É da condividere l'opinione del Pretore di Firenze, secondo cui sarebbe palesemente irrazionale che dalla violazione di una norma imperativa regolante il contenuto del contratto di lavoro a tempo parziale e posta proprio al fine di tutelare il lavoratore contro la pattuizione di clausole vessatorie, potesse derivare la liberazione del datore di lavoro da ogni vincolo contrattuale. Se questi fossero gli effetti della normativa in esame, essa di certo non sarebbe in sintonia con la Costituzione.

Ma la suddetta paradossale conclusione non è certamente imposta dall'ordinamento legislativo.

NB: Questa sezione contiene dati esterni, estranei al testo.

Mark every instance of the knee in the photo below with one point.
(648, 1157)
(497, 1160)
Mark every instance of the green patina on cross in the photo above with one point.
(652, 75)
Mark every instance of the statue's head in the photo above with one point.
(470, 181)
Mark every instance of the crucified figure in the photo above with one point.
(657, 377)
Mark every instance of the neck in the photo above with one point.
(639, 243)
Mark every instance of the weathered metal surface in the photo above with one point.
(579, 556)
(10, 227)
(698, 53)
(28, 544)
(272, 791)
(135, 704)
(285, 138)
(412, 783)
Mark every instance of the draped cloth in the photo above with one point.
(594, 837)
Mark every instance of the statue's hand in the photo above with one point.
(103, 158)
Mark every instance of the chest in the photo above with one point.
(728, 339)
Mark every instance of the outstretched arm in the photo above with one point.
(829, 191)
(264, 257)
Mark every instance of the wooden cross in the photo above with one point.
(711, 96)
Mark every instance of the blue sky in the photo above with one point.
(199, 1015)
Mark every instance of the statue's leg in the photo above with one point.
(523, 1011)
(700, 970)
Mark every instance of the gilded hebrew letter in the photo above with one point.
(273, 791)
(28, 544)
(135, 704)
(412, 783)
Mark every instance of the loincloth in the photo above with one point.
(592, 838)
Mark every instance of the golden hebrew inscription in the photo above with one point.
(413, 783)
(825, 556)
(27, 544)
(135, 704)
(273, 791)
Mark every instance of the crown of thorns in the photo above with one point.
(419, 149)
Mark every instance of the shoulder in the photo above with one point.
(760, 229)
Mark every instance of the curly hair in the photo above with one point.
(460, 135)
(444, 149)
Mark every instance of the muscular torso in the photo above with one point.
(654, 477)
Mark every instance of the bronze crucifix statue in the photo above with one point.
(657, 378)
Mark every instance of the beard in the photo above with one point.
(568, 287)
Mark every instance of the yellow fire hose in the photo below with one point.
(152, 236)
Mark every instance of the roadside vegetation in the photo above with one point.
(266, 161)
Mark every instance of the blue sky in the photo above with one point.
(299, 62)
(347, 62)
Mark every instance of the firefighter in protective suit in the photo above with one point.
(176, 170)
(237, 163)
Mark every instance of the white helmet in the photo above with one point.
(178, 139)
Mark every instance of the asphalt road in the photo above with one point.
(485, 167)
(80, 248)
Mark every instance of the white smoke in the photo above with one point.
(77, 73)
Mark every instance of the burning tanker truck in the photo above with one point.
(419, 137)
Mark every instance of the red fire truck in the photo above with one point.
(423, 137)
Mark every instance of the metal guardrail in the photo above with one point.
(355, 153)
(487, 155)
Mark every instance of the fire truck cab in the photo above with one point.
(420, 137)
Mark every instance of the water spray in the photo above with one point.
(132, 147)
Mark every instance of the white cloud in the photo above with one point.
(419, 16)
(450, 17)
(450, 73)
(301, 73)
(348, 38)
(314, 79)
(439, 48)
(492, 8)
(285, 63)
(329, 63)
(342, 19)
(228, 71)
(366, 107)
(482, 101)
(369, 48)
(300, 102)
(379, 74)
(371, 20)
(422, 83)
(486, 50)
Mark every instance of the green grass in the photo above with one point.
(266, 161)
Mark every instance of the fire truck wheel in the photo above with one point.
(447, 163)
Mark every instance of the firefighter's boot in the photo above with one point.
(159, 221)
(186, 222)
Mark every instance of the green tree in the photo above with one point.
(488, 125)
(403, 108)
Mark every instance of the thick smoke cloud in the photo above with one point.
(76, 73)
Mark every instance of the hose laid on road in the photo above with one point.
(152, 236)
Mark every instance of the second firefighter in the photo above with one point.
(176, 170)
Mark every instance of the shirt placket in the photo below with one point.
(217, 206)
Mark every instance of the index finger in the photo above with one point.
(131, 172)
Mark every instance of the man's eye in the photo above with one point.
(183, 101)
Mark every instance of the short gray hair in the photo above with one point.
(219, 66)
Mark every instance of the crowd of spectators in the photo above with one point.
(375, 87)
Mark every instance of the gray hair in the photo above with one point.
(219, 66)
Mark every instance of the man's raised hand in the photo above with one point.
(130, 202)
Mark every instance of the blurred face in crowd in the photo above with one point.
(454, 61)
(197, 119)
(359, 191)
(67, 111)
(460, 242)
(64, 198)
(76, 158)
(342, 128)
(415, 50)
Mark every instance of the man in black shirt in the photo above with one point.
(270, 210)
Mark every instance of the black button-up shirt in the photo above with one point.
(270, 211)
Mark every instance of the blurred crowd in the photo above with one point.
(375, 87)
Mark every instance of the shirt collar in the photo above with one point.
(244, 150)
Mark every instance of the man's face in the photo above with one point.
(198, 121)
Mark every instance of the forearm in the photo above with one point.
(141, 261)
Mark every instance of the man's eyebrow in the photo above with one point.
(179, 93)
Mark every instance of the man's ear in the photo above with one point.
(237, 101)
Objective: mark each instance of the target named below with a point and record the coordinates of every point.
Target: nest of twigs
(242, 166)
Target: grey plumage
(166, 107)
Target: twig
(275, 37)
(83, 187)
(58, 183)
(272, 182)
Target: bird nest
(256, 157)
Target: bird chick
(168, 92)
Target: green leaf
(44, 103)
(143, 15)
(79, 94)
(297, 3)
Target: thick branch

L'art. 1419, primo comma, infatti, non è applicabile rispetto al contratto di lavoro, allorquando la nullità della clausola derivi dalla contrarietà di essa a norme imperative poste a tutela del lavoratore, così come, più in generale, la disciplina degli effetti della contrarietà del contratto a norme imperative trova in questo campo (come anche in altri) significativi adattamenti, volti appunto ad evitare la conseguenza della nullità del contratto. Ciò, in ragione del fatto che, se la norma imperativa è posta a protezione di uno dei contraenti, nella presunzione che il testo contrattuale gli sia imposto dall'altro contraente, la nullità integrale del contratto nuocerebbe, anzichè giovare, al contraente che il legislatore intende proteggere. Così non si dubita che non si estende all'intero contratto la nullità, per motivi di forma o di contenuto, del patto di prova (art. 2096 cod. civ.) o del patto di non concorrenza (art.2125), oppure del patto con cui venga attribuito al datore di lavoro un potere illimitato e incondizionato di variare unilateralmente le mansioni o il luogo di lavoro (art. 2103, secondo comma) ovvero della clausola appositiva di un termine alla durata del contratto di lavoro (legge 18 aprile 1962, n. 230), ovvero della clausola che preveda la risoluzione del rapporto di lavoro in caso di matrimonio (art. 1 legge 9 gennaio 1963, n.7), e così via. Ed il medesimo assetto si registra anche rispetto a pattuizioni che incidono sullo stesso schema causale del contratto: così è per l'apprendistato (legge 19 gennaio 1955, n. 25 e successive modificazioni) e per il contratto di formazione lavoro (art. 3 decreto- legge 30 ottobre 1984, n. 726 e art. 8 legge 29 dicembre 1990, n.407), posto che la nullità delle relative pattuizioni - per motivi di forma o procedimentali ovvero per difetto delle condizioni sostanziali di ammissibilità di tali figure contrattuali - non è comunque idonea a travolgere integralmente il contratto, ma ne determina la c.d. conversione in un "normale" contratto di lavoro (o meglio, la qualificazione del rapporto come normale rapporto di lavoro, in ragione della inefficacia della pattuizione relativa alla scelta del tipo contrattuale speciale) senza che vi si spazio per l'indagine - oggettiva o soggettiva - circa la comune volontà dei contraenti in ordine a tale esito.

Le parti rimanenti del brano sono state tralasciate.